Damit ist der Prozess aber noch nicht abgeschlossen. Bei der Zertifizierung geben die Prüfer Verbesserungsvorschläge, die umgesetzt werden sollen. Nach einem Jahr erfolgt nämlich eine weitere Kontrolle, ob das System weiterhin funktioniert und Prozesse gelebt werden. Besteht das Unternehmen auch diese Überprüfung, ist das Zertifikat einige Jahre gültig und muss danach erneuert werden. Daher ein ISMS kein einmaliger Prozess, sondern eine konstante Aufgabe, zu dem das ganze Unternehmen etwas beiträgt. 

 

ISO 27001 Zertifikat von Sensorberg

 

ISO 27001 bei Sensorberg 

Um stetig die eigenen Prozesse verbessern und mehr öffentliche Kunden für digitale Gebäudetechnik begeistern zu können, hat sich auch Sensorberg einer Zertifizierung nach ISO 27001 unterzogen. Gemeinsam mit einer auf Informations-Sicherheit spezialisierte Beratungsfirma startete Anfang 2020 der Prozess und nach nur einem Dreivierteljahr erhielt Sensorberg das Zertifikat. Dabei konnten viele Prozesse im Risikomanagement, Mobile Device Management und in der Serverstruktur optimiert werden. Außerdem wurde das Onboarding für Mitglieder angepasst und Mitglieder des Managements müssen ihr polizeiliches Führungszeugnis vorweisen, um Vertrauenswürdigkeit zu gewährleisten.  
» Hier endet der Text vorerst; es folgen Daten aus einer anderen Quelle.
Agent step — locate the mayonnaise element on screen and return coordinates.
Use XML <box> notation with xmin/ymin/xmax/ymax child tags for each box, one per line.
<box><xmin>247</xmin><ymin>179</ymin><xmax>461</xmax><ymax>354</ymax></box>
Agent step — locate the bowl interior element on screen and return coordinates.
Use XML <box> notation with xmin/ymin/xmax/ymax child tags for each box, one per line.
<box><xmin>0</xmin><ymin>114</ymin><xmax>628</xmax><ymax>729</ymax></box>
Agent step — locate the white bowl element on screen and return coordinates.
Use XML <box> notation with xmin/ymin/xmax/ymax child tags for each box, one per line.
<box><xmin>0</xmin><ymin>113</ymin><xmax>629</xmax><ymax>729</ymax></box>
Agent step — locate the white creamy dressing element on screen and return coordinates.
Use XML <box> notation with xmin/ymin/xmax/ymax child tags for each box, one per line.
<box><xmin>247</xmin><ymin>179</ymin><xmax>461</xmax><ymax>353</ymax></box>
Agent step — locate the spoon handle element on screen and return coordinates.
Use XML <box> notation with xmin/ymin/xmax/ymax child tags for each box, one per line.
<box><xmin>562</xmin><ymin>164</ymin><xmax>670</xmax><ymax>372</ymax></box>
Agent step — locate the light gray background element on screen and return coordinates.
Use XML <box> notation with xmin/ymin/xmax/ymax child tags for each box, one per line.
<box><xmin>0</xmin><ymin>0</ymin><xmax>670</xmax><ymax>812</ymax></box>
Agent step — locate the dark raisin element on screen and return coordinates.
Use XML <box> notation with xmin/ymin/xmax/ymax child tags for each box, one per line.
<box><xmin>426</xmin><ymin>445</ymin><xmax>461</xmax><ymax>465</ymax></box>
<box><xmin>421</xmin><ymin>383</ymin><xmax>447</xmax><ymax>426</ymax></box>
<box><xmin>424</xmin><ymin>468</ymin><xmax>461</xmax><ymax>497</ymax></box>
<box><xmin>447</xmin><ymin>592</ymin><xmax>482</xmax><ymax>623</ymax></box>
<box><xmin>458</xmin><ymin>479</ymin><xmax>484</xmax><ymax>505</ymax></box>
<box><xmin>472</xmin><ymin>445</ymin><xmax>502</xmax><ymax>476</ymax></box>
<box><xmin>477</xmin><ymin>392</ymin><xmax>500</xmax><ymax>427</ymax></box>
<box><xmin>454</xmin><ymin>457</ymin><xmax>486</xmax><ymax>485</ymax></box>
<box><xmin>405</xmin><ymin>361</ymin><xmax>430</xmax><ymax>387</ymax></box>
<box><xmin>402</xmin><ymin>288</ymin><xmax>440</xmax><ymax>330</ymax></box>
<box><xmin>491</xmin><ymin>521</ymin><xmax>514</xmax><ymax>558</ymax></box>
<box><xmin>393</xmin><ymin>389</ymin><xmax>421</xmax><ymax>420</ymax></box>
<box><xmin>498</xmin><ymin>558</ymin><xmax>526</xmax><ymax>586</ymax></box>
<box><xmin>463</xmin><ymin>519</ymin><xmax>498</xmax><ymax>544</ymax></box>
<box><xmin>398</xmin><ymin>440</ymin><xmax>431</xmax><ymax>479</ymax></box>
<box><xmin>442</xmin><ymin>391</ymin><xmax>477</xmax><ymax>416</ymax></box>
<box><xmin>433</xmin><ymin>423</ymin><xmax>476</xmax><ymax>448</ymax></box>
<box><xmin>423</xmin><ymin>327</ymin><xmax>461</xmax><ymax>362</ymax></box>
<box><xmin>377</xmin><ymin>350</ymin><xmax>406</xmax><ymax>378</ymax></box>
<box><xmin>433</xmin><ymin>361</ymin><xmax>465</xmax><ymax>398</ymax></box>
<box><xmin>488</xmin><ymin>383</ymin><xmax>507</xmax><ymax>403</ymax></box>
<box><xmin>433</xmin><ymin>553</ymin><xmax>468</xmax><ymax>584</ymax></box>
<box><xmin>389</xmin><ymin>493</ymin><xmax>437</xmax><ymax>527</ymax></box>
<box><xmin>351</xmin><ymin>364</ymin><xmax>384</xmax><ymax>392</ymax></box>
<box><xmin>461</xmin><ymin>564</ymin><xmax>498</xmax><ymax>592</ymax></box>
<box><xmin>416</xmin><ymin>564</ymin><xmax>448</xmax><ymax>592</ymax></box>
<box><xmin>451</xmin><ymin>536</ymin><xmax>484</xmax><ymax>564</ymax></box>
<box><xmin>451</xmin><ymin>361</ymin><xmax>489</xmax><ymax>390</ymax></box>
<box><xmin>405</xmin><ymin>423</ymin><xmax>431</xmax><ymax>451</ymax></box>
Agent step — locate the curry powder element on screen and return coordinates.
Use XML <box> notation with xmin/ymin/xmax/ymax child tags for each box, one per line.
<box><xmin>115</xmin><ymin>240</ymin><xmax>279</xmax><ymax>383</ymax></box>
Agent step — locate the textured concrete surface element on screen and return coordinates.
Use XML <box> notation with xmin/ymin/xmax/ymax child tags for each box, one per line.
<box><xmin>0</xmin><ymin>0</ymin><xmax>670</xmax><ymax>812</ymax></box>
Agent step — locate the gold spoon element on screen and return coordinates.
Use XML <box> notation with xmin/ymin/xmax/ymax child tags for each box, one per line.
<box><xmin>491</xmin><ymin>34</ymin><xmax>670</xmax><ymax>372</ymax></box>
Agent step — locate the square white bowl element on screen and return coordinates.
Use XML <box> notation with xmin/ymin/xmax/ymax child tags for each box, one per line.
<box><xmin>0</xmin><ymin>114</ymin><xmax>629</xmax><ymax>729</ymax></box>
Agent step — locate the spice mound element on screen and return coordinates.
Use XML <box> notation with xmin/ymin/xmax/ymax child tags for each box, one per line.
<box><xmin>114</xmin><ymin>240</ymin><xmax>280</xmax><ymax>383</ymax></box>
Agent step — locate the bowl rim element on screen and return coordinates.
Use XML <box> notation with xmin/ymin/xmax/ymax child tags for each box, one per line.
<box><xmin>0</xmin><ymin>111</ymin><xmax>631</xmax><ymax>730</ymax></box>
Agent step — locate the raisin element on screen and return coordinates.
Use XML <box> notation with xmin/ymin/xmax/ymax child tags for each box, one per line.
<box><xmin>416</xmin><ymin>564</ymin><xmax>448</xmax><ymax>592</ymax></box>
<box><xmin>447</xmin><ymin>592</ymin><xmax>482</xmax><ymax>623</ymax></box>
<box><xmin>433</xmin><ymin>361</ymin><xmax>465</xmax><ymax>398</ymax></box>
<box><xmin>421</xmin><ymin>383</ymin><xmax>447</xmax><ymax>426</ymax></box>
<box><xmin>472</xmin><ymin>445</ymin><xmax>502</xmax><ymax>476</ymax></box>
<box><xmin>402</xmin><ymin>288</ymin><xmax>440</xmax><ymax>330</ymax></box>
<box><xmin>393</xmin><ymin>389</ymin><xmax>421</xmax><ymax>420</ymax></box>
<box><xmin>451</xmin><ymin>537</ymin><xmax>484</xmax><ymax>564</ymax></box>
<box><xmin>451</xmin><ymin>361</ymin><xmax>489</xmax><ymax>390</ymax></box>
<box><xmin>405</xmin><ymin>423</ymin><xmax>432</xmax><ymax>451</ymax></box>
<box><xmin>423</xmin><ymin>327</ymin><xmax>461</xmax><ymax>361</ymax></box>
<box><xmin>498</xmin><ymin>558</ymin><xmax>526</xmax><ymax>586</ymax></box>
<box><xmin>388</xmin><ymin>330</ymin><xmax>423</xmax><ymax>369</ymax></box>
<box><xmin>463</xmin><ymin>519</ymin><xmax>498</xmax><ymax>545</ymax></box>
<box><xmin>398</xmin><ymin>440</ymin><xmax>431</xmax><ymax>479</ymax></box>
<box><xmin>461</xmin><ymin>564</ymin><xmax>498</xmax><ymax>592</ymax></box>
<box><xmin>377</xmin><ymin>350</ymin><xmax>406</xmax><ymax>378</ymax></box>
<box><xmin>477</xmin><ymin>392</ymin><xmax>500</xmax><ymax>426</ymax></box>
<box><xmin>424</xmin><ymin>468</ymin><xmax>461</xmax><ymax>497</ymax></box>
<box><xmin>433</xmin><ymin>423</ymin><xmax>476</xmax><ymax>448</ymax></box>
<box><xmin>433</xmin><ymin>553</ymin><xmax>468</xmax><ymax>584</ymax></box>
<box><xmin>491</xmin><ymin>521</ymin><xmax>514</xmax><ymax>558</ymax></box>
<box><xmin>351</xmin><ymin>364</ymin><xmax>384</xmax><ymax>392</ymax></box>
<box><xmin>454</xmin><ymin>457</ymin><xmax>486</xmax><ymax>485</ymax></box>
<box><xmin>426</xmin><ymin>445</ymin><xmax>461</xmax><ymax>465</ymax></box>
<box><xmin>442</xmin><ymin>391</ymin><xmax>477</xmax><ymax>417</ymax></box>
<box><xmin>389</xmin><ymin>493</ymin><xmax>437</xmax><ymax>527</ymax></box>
Die größte Herausforderung in diesem Prozess war der enorme Arbeitsaufwand, der allerdings überdurchschnittlich schnell bewältigt werden konnte. Des Weiteren war es eine anspruchsvolle Aufgabe, die personellen Kapazitäten für die Zertifizierung zu schaffen und das Change-Management zu koordinieren. Dazu hat ein Mitarbeiter die Rolle als Information Security Officer eingenommen, der zusammen mit dem gesetzlich vorgeschriebenen Datenschutzbeauftragten nun hauptverantwortlich für die digitale Sicherheit und den Datenschutz ist. Schlussendlich wurden alle Hürden erfolgreich überwunden, sodass wir uns nun als ISO 27001-zertifiziertes Unternehmen bezeichnen dürfen. 
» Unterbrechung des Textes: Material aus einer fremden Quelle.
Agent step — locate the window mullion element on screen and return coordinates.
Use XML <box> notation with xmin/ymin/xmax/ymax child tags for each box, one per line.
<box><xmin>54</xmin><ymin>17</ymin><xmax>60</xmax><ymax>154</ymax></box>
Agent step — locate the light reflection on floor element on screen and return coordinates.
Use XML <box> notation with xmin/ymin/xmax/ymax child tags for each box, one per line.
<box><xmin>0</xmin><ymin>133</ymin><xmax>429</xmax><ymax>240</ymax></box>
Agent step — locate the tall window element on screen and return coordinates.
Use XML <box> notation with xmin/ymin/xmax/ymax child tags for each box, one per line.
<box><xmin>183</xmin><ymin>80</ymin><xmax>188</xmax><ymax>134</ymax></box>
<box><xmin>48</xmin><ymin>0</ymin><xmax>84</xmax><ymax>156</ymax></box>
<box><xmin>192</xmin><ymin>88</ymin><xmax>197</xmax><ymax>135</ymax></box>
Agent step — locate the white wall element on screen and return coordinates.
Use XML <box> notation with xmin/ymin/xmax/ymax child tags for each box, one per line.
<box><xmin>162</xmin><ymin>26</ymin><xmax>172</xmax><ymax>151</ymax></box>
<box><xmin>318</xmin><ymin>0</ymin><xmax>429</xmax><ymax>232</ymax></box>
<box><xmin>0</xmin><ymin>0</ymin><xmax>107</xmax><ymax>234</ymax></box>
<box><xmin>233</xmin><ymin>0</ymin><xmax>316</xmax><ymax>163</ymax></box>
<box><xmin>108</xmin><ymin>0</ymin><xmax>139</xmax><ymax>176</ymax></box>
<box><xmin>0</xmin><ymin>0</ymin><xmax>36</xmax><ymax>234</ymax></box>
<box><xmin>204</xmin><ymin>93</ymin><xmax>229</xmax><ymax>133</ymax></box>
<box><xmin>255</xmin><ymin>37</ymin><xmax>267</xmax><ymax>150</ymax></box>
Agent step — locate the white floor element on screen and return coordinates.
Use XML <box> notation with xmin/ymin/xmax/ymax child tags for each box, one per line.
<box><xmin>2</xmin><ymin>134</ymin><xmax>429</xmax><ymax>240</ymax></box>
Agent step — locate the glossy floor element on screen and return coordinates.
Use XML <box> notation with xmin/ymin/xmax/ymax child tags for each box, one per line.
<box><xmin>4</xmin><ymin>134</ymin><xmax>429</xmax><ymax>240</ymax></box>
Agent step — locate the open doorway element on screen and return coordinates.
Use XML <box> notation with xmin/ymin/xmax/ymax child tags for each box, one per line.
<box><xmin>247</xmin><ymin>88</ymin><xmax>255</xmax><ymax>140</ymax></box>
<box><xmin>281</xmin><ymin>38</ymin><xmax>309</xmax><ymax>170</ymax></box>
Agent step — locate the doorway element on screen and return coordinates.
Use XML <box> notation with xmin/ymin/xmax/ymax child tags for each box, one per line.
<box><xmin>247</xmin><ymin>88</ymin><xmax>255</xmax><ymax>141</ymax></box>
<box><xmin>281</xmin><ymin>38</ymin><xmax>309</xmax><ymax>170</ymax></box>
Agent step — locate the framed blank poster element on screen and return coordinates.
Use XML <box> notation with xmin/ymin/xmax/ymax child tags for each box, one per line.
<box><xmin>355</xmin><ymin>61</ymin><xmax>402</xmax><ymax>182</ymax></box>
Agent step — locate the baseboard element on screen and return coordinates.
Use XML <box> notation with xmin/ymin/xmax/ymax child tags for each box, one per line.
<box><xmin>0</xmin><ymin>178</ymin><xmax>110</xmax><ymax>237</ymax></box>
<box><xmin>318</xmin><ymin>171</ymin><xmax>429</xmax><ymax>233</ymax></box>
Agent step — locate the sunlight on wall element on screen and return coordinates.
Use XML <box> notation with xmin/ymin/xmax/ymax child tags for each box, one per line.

Für alle Firmen, die auch über eine ISO-Zertifizierung nachdenken oder sich gerade im Prozess befinden, haben wir hier noch drei Learnings aus unserer Erfahrung: 

  • Stellt ausreichend Kapazitäten zur Verfügung  qualifiziertes Personal sowie einen realistischen Zeitrahmen. 
  • Unterschätzt den Detailierungsgrad der Anforderungen nicht: Beinahe alle Prozesse bei euch werden hinterfragt und müssen gegebenenfalls angepasst werden. 
  • Ihr werdet euer Mindset und eure Firmenkultur durch stetiges Lernen immer weiterentwickeln.